= Christine Kafando =

Burkinabé activist (b. 1971/1972)

Christine Kafando (born ) is a Burkinabé HIV/AIDS activist. Since the 1990s, she has been active in HIV/AIDS prevention and response efforts. For her work, she has been recognized by Burkina Faso's Order of Merit and France's Legion of Honour.

== Biography ==
Kafando was born in Ivory Coast. She moved to Bobo-Dioulasso, Burkina Faso, in 1994. She married her husband in 1997, at age 25. That year, they both attended an HIV screening; Kafando was HIV-positive, while her husband was not. After the couple divorced, Kafando adopted two children, in 1999 and 2002.

Kafando decided to devote her efforts to HIV/AIDS-related work. As a volunteer for a local organization, she advocated for HIV testing and acted as a liaison between patients and physicians. In 2001, as part of her activism work, Kafando became the first Burkinese woman to publicly disclose her HIV-positive status. She is credited with encouraging then-president Blaise Compaoré to declare his support for HIV/AIDS-related efforts, and to publicly announce that he himself would be tested for HIV.

Kafando founded and serves as president of Espoir Pour Demain (Hope for Tomorrow), which serves children with HIV/AIDS in Bobo-Dioulasso, raises awareness on mother-to-child transmission of HIV, and trains youth to become peer educators.
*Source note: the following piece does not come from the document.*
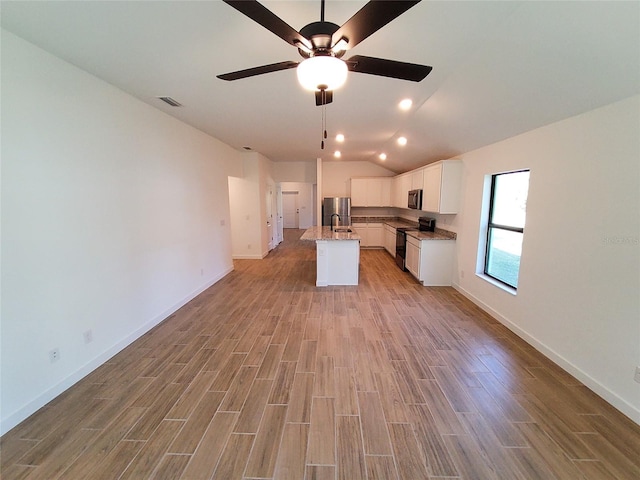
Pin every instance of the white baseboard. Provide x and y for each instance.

She also coordinates the organization Maison des Associations de Lutte Contre le SIDA (House of Anti-AIDS Associations).

In 2004, Kafando was decorated with Burkina Faso's National Order of Merit. In 2011, she was named a Chevalier of the French Legion of Honour, by the French ambassador to Burkina Faso. In 2014, she was awarded the International Prize by Sidaction, a French HIV/AIDS charity.